At first glance, some of this may sound reasonable. Anyone who has worked in the field of neurodiversity knows that over-medicalisation exists, that services are under-resourced, and that children’s distress is too often pathologised when it might better be understood as a signal of environmental mismatch. But beneath these legitimate concerns lies an ideology that risks doing far more harm than good; particularly for neurodivergent learners whose needs are already misunderstood and marginalised.
Timimi’s position is not new. It echoes a long tradition of Szaszian psychiatry, a school of thought originating with Thomas Szasz’s claim that “mental illness is a myth”. Szasz argued that psychiatric diagnoses were moral judgements disguised as medicine, a way of policing behaviour that society found undesirable.

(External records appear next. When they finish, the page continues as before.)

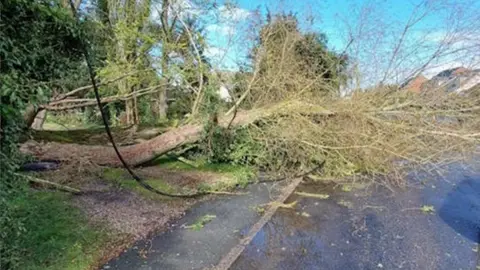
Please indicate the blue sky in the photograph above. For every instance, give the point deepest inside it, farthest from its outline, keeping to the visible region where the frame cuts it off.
(367, 20)
(375, 26)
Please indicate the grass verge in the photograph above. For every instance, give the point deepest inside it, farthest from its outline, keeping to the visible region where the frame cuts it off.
(229, 177)
(56, 235)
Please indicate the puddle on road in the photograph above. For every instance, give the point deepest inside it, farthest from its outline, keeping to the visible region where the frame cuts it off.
(374, 229)
(461, 209)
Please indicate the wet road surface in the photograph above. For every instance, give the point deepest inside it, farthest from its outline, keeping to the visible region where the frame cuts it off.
(434, 224)
(183, 248)
(372, 228)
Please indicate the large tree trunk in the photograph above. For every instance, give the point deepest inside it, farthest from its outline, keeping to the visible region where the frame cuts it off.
(39, 119)
(29, 115)
(160, 105)
(134, 154)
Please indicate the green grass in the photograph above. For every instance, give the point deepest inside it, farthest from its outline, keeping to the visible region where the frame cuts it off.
(200, 222)
(234, 176)
(56, 235)
(240, 175)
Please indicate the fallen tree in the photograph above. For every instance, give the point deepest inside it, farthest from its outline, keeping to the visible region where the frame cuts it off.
(157, 146)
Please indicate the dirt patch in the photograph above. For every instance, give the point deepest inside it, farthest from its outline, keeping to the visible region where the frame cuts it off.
(128, 213)
(189, 179)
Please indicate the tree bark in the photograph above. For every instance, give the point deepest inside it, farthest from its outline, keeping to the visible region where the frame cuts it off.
(39, 119)
(29, 115)
(135, 154)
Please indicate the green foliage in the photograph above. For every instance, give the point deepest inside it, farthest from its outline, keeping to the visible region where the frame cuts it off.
(39, 52)
(201, 222)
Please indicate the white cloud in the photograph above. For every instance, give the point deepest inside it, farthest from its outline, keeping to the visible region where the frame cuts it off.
(215, 53)
(221, 29)
(229, 13)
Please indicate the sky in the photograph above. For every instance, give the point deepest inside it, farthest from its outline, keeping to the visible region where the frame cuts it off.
(372, 28)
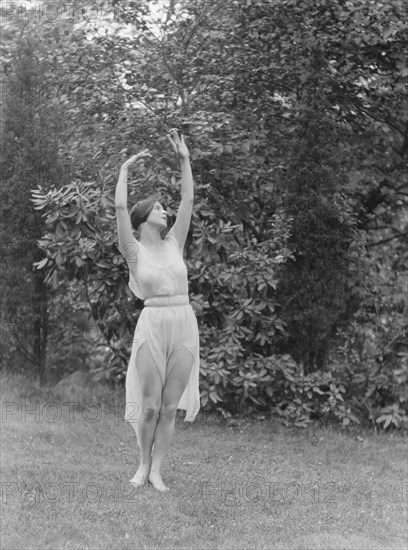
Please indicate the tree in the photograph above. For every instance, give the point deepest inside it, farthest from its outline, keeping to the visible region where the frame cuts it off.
(30, 155)
(313, 286)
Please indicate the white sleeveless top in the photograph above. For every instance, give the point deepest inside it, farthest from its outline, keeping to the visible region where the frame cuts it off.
(153, 279)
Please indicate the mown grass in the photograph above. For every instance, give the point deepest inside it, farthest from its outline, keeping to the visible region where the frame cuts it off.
(254, 485)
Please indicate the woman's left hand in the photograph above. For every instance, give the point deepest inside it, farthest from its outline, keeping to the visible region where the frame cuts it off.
(178, 145)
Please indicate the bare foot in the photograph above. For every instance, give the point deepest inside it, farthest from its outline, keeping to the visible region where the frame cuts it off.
(141, 475)
(157, 482)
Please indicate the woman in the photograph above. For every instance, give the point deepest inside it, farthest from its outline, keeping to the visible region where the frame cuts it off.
(163, 370)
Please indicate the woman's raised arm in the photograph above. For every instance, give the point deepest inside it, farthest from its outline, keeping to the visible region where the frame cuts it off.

Timimi takes that framework and applies it to autism, ADHD, and other SEND categories, suggesting that these labels are not neurological differences but arbitrary social constructs that disable rather than support.
It’s a seductive narrative: simple, provocative, and seemingly compassionate. Yet it collapses under the weight of lived experience, contemporary research, and a neurodivergent-competent understanding of human variation. It offers undertones of malingering children and parents rather than a meaningful path to reform.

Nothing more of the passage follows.